Description
Originally reported by: jaraco (Bitbucket: jaraco, GitHub: jaraco)
@RonnyPfannschmidt and others have on more than one occasion asked about migrating from Bitbucket to Github. I'm creating this ticket to track that proposal and execution for Setuptools.
First, I'm generally in support of migration to Github. The current two-repo system (for supporting Travis-based CI and Github contributions) is clumsy at best, and the dominance of Github is undeniable. When Mercurial was chosen for Setuptools, the choice was made to align better with the existing Distribute repo, easier transition for SVN users, and for some of the same reasons that Mercurial was chosen for Python itself. This rationale has minimal value moving forward.
I've previously migrated a couple of projects from Bitbucket to Github including keyring and setuptools_scm. Here's the technique I used:
- Using late versions of Mercurial, Dulwich, and hg-git, create the Git clone of the Hg repository. Verify that heads, branches, etc, are all represented properly.
- From Github, request a temporary exemption to the rate throttling on the API, as anything more than 10 or so issues/comments will hit the rate limits.
- Use bitbucket_issue_migration to migrate the issues. If one migrates the issues to a clean repository, the new issues will have the same numbering.
- Disable issue tracking on the original repo.
- Update references and links in the new and old repositories to direct users as appropriate. Cut a new release to publish these references with the package.
While this process has been adequate for smaller projects, there are some issues that I suspect cannot be simply ignored in migrating larger projects like Setuptools.
issue attribution and timestamps
My biggest concern is about issue attribution and timestamps. The migration is not lossless. Every issue and comment gets a current timestamp and is attributed to the user under which the migration runs. The migration works around this by adding a timestamp and note of original attribution into the body of the text. This makes reviewing of these tickets harder to comprehend. This degradation of quality is acceptable for trivial repositories, but will be substantially less acceptable for a project like Setuptools with hundreds of open and closed tickets. Can this be improved?

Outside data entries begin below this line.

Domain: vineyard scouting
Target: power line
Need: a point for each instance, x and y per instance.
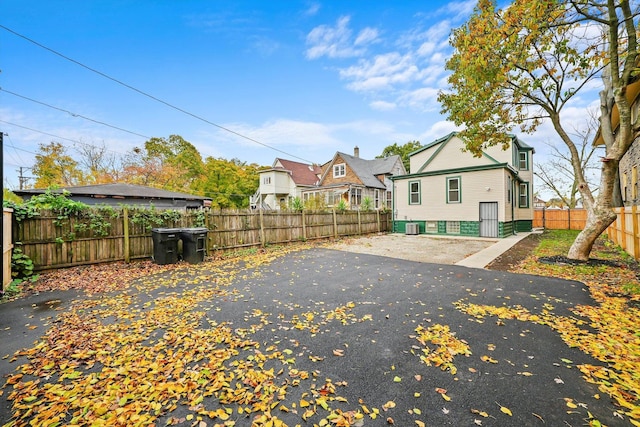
(73, 114)
(202, 193)
(53, 136)
(100, 73)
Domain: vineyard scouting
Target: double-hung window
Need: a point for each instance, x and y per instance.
(523, 160)
(524, 195)
(453, 190)
(414, 192)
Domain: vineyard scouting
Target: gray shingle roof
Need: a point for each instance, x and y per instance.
(368, 169)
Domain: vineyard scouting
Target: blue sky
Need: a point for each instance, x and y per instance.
(304, 77)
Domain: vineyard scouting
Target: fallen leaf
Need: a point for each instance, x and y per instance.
(504, 409)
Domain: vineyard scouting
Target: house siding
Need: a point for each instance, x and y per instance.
(482, 179)
(434, 196)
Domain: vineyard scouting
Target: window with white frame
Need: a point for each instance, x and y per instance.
(356, 196)
(524, 195)
(414, 192)
(333, 198)
(523, 160)
(453, 190)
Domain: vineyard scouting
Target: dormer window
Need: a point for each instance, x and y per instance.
(523, 161)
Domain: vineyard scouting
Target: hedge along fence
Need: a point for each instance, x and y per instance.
(54, 242)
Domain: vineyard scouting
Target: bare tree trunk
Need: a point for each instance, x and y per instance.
(600, 214)
(598, 220)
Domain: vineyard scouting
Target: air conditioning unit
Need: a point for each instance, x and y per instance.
(411, 228)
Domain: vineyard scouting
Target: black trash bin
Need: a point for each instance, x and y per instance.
(165, 245)
(194, 244)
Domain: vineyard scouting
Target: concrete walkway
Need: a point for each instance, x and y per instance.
(484, 257)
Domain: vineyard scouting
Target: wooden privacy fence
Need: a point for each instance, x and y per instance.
(624, 231)
(52, 242)
(560, 219)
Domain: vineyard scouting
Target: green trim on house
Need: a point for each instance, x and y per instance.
(467, 228)
(431, 144)
(401, 226)
(528, 201)
(434, 155)
(452, 171)
(505, 229)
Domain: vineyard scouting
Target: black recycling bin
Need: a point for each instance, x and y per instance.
(165, 245)
(194, 244)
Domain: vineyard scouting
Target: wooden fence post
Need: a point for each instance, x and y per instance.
(304, 226)
(623, 228)
(125, 219)
(634, 218)
(262, 238)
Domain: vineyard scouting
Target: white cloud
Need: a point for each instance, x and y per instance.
(368, 35)
(438, 130)
(382, 72)
(313, 9)
(336, 41)
(383, 105)
(425, 97)
(283, 132)
(458, 9)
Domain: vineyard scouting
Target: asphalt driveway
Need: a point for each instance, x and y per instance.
(313, 337)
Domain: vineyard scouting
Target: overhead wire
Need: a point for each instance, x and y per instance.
(141, 92)
(201, 193)
(73, 114)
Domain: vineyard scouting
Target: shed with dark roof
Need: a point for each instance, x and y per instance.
(126, 194)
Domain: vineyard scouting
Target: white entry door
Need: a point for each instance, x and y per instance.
(488, 219)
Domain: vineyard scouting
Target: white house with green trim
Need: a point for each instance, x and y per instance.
(449, 191)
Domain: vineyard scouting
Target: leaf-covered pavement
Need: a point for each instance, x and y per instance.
(317, 337)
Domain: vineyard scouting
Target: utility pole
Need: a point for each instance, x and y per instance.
(2, 200)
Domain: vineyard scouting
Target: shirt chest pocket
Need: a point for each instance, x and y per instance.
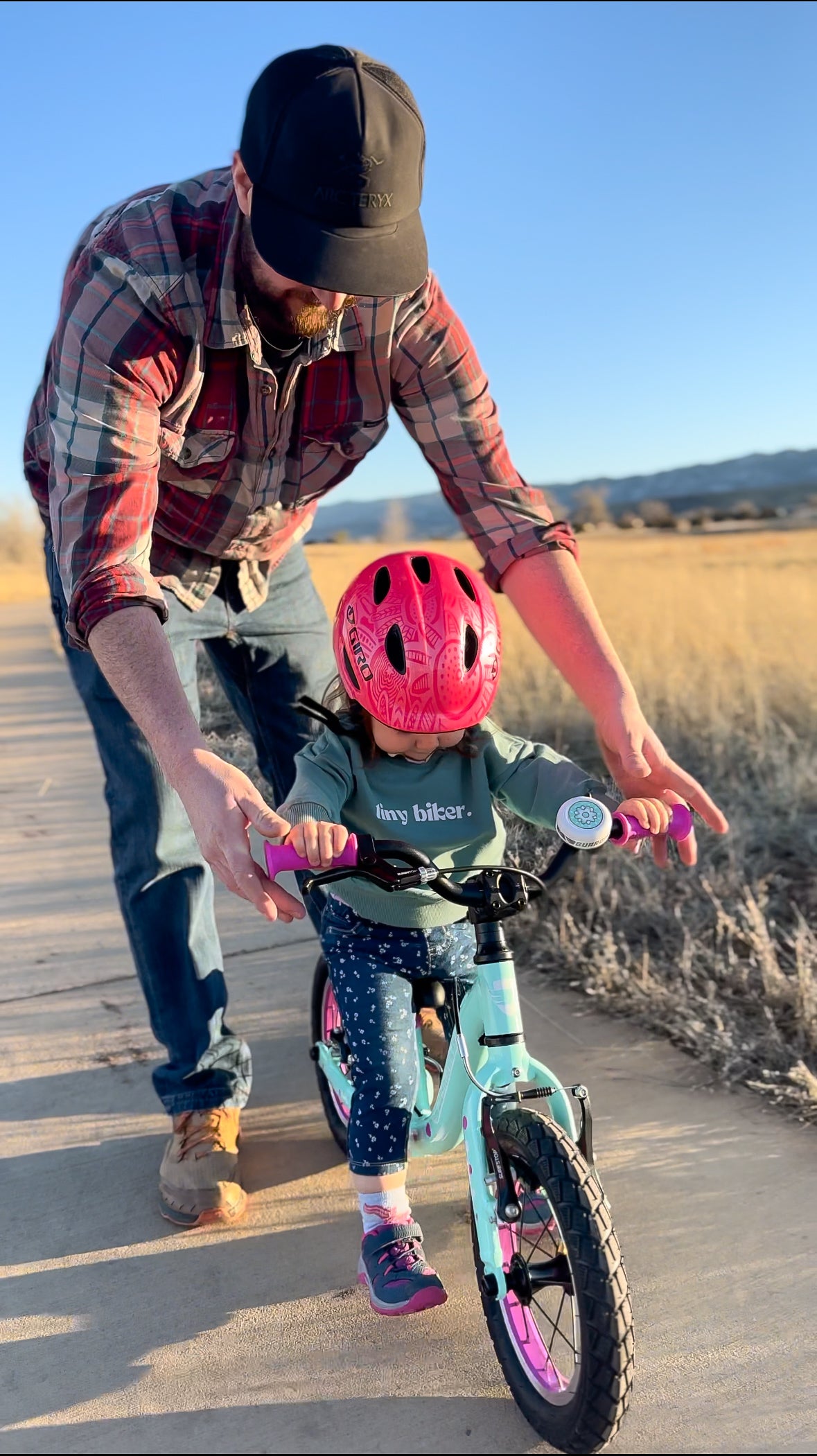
(350, 440)
(197, 460)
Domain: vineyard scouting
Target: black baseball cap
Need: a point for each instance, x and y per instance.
(334, 146)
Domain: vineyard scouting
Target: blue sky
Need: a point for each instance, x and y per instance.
(621, 200)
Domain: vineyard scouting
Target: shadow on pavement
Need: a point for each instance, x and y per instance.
(480, 1424)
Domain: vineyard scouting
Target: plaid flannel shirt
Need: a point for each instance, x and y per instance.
(161, 443)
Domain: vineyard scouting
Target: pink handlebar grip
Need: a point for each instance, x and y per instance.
(626, 827)
(283, 857)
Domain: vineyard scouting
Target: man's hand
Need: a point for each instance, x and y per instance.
(642, 768)
(319, 842)
(222, 804)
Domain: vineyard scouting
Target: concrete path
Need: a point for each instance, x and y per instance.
(123, 1335)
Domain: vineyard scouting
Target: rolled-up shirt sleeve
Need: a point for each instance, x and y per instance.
(116, 363)
(441, 395)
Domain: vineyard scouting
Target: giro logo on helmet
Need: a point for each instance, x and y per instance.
(359, 654)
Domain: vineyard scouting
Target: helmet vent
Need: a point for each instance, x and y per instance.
(350, 670)
(395, 650)
(465, 583)
(382, 586)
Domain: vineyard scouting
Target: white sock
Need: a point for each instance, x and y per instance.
(385, 1206)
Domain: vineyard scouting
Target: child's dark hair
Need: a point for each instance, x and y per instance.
(357, 723)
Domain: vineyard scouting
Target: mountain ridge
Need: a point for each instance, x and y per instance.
(789, 475)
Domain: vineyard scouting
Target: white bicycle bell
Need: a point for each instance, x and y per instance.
(584, 823)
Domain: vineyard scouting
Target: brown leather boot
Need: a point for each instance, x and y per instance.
(198, 1174)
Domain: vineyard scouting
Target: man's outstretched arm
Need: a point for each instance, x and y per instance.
(552, 600)
(441, 395)
(134, 654)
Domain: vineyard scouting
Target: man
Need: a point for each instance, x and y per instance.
(227, 351)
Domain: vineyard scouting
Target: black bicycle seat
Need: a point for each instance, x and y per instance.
(427, 992)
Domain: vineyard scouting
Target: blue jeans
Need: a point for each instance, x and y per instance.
(371, 969)
(264, 660)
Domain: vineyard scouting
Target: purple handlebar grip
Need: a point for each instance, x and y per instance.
(680, 826)
(283, 857)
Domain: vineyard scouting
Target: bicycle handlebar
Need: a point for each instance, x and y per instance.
(583, 823)
(626, 827)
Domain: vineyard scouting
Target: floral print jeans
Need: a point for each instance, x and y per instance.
(371, 969)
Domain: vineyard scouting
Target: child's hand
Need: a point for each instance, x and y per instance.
(651, 814)
(318, 842)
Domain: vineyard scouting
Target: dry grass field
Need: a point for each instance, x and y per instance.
(22, 574)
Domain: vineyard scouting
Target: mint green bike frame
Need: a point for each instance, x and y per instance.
(491, 1010)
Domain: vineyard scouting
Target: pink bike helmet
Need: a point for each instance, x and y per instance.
(417, 642)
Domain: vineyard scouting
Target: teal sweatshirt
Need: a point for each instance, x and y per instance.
(443, 807)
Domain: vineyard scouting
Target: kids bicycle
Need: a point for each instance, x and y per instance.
(548, 1263)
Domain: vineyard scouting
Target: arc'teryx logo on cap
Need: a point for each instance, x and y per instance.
(333, 194)
(359, 165)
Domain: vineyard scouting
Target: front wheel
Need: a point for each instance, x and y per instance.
(563, 1334)
(326, 1027)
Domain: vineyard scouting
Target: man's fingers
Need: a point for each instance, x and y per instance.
(288, 906)
(260, 814)
(682, 782)
(326, 841)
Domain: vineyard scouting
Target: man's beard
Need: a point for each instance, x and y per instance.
(284, 316)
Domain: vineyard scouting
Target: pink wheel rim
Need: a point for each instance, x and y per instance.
(523, 1321)
(331, 1021)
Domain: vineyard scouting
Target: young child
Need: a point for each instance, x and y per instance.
(416, 757)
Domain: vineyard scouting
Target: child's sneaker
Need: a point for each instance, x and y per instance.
(392, 1265)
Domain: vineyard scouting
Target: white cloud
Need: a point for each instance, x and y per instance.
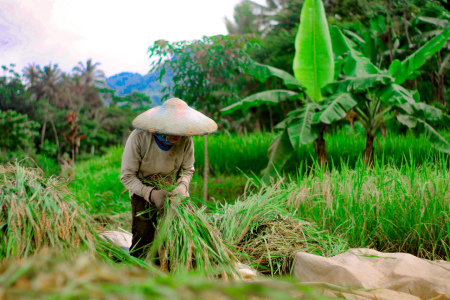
(112, 32)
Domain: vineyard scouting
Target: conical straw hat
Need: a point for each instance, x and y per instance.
(175, 117)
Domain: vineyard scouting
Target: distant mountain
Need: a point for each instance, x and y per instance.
(125, 83)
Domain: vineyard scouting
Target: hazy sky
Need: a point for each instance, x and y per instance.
(112, 32)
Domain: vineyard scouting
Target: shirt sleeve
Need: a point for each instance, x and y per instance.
(131, 163)
(187, 165)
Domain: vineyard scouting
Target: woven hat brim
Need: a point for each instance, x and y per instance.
(177, 119)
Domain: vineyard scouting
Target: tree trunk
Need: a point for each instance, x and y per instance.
(44, 126)
(206, 172)
(257, 124)
(56, 138)
(389, 21)
(369, 151)
(405, 20)
(320, 148)
(271, 118)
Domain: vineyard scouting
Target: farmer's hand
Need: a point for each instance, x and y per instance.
(181, 190)
(158, 197)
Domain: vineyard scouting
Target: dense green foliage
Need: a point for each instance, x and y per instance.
(17, 133)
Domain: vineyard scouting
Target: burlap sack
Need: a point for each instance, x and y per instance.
(392, 275)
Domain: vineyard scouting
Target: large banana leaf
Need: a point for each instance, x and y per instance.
(267, 97)
(313, 61)
(428, 112)
(436, 140)
(356, 64)
(279, 152)
(435, 21)
(300, 129)
(336, 108)
(402, 70)
(356, 84)
(261, 72)
(397, 96)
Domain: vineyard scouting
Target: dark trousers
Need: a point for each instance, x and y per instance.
(143, 226)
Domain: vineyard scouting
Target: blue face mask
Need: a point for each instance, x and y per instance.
(163, 138)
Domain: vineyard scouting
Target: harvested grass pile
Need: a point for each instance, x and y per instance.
(38, 213)
(266, 236)
(187, 240)
(45, 277)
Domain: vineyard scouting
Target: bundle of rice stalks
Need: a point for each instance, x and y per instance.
(38, 213)
(187, 240)
(266, 236)
(271, 247)
(51, 277)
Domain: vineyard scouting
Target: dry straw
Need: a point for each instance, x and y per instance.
(266, 236)
(38, 213)
(186, 238)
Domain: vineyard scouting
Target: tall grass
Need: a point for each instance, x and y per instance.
(228, 154)
(389, 208)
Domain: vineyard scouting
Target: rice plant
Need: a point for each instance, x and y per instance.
(388, 208)
(52, 277)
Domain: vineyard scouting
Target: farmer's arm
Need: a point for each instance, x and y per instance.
(131, 162)
(188, 164)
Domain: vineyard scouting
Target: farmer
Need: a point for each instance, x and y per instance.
(160, 147)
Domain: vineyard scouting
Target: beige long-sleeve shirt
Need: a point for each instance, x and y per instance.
(142, 157)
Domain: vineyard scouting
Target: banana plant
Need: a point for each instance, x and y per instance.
(313, 67)
(375, 94)
(378, 93)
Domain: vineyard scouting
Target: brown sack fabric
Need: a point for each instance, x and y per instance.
(390, 273)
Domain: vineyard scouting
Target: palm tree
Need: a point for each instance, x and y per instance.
(90, 74)
(46, 86)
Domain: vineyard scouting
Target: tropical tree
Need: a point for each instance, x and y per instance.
(313, 68)
(204, 72)
(89, 73)
(372, 92)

open issues and pull requests remain in the old project
With hundreds of open tickets in the old project, users will be subscribed to those tickets and not to the new ones. It will take a great deal of effort to get those tickets closed and updated to refer to the migrated copy. Can this be done automatically (reference the migrated ticket, close it if not closed already, and finally disable the issues on the old repo)?
closed, anonymous heads
Mercurial allows for closed, anonymous heads in the repository. These heads will likely be omitted from the history when pushing to a Git repo. Perhaps that's acceptable, but it will mean a loss of history.